申し訳ございません。子供が急に発熱し、病院に連れて行く必要があるため、本日お休みをいただけますでしょうか。配偶者とも調整しましたが、本日は私が対応する必要があります。
メンタルヘルスの問題
精神的な不調の場合も、無理せず休むことが大切です。詳細を伝える必要はありませんが、「体調不良」として伝えて構いません。
災害や緊急事態
台風や地震などの災害時は、安全を最優先にし、状況が落ち着いてから連絡しましょう。
まとめ
遅刻・早退・体調不良の連絡は、社会人として避けられない場面です。

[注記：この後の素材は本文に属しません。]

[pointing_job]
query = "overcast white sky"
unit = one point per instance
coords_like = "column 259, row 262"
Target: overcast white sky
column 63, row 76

重要なのは、迅速で誠実な対応と業務への影響を最小限にする配慮です。
- 早めの連絡:分かった時点ですぐに連絡する
- 明確な情報:理由、到着時刻、復帰予定などを具体的に伝える
- 業務への配慮:引き継ぎや代替案を提示する
- 適切な謝罪:誠意を持って謝罪し、感謝の気持ちも伝える
- 事後対応:出社後や復帰後は改めて謝罪し、フォローしてくれた人に感謝する
これらのポイントを押さえることで、やむを得ない遅刻や欠勤であっても、職場での信頼関係を維持することができます。日頃から健康管理や時間管理に気を配りつつ、万が一の際には適切な連絡ができるよう、心構えをしておきましょう。
職場は相互の信頼関係で成り立っています。誠実な対応を心がけることで、長期的なキャリア形成においてもプラスに働くはずです。